For the West and other major oil-consuming countries, stability in Saudi Arabia, still the largest oil exporter, supersedes all other considerations, regardless of the price and who must pay. Any major disruption in oil production and shipment from Arabia could create global economic havoc with unmanageable consequences. This situation will continue until a reasonably priced alternative to oil is available.

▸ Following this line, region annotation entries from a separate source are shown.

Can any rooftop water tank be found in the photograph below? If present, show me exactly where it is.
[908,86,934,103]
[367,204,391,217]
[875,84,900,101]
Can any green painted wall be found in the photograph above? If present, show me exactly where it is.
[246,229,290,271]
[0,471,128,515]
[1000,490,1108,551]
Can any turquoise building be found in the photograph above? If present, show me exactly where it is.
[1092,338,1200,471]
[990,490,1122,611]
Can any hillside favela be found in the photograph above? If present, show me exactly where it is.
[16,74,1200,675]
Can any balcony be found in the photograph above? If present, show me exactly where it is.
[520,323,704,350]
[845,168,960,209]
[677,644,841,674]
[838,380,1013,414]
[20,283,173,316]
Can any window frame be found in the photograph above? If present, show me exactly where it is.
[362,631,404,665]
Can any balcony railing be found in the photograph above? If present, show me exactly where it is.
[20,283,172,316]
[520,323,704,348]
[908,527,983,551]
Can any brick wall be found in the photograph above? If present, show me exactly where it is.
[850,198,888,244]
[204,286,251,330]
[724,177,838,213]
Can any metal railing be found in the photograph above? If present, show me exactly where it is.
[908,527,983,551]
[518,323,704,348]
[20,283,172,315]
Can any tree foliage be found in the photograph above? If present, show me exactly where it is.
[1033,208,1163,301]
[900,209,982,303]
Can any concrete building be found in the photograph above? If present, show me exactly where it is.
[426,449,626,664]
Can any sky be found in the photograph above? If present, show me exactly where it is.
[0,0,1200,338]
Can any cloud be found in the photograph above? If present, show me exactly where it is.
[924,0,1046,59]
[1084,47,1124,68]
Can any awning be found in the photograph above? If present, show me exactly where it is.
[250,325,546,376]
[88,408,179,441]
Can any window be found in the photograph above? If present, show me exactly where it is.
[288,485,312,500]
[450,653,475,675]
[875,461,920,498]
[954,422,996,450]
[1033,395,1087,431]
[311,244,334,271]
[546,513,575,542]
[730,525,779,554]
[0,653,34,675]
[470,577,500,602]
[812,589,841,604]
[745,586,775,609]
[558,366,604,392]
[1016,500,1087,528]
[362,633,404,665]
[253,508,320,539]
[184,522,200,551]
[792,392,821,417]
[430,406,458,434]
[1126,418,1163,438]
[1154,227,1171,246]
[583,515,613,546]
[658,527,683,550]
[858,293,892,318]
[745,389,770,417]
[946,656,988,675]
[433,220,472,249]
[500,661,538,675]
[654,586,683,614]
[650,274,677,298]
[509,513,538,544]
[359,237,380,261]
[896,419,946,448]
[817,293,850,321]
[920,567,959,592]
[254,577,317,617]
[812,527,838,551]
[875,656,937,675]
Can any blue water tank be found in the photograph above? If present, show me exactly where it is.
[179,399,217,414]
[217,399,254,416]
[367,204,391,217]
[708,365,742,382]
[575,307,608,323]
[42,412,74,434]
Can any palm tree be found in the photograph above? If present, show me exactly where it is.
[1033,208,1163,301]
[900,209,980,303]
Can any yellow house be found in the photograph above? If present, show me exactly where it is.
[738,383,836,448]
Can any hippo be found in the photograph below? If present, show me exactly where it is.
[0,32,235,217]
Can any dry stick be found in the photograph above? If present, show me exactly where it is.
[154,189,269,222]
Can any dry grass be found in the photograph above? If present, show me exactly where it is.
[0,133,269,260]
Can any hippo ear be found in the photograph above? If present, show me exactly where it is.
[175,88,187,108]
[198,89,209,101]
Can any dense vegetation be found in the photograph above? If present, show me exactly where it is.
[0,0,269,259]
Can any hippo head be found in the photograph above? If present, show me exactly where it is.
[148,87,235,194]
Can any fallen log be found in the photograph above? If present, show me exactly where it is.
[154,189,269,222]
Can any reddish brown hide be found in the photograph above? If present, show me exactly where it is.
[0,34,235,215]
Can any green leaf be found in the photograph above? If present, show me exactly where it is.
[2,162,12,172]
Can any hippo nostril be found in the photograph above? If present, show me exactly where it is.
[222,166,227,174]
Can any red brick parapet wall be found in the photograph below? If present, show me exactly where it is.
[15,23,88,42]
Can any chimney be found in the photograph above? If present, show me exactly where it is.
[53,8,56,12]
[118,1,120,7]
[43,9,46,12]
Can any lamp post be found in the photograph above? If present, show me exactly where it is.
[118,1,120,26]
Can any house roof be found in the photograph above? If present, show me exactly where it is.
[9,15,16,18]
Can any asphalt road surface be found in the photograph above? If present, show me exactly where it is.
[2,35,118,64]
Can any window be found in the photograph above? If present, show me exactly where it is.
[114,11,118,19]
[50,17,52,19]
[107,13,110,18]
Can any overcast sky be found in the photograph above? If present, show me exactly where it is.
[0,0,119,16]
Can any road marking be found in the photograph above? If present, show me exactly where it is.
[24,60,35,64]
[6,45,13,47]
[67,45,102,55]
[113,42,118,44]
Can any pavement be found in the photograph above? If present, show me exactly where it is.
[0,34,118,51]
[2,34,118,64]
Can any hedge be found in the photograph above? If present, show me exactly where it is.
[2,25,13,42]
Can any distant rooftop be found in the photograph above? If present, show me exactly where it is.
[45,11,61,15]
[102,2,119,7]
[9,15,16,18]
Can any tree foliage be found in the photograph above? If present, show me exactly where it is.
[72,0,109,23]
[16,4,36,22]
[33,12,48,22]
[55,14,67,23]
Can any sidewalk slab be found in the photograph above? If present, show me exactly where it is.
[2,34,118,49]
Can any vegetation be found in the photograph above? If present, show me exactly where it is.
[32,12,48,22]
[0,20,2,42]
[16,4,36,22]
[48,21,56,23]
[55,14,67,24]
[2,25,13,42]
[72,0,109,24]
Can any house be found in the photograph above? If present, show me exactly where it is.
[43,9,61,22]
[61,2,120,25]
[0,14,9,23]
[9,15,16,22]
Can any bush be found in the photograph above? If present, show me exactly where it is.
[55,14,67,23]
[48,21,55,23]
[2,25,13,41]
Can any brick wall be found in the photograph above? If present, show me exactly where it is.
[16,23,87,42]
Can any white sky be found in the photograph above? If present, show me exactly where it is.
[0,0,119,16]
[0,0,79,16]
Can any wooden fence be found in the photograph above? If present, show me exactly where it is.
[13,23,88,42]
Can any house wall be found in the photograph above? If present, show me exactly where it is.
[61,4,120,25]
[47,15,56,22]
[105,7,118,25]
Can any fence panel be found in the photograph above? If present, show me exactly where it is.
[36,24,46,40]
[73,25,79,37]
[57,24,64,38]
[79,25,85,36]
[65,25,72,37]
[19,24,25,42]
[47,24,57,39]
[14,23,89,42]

What is being myopically overlooked, however, not out of ignorance but out of disconcerting necessity, is that Nayef’s ascent to the throne could expedite the very instability in Saudi Arabia that so many are hoping to avoid. If he becomes king, Nayef will preside over a fast-changing and restless society that is less fearful of authority than in the past. Nonstop, lively exchanges on social media show that the Saudi people expect the worst under his reign. The majority of the Saudi people, like other Arabs and people everywhere, yearn for an alternative to their oppressive regime and its outmoded, unresponsive, and dysfunctional institutions. It’s estimated that between 60 and 70 percent of the Saudi population is less than 30 years of age and that over 40 percent of men and women in the 20-24 age group are unemployed. This is a ticking time bomb. Government handouts will not silence these people for long.
Even if Nayef is sufficiently ruthless to guarantee his family’s safety, keep its unruly members in line, and maintain stability for a time by sheer force, he may still be the least suitable man to rule Saudi Arabia in a period of escalating demands for change. These demands come from a generation that is disconnected from the world Nayef and his aging brothers were born into and live in still. Nayef will strengthen the Wahhabi religious establishment to intimidate the populace and keep them in check, as he has always done. A more theocratic and dangerous Saudi Arabia is inevitable under Nayef. It will be partly the fruit of the West’s appetite for Saudi money and oil.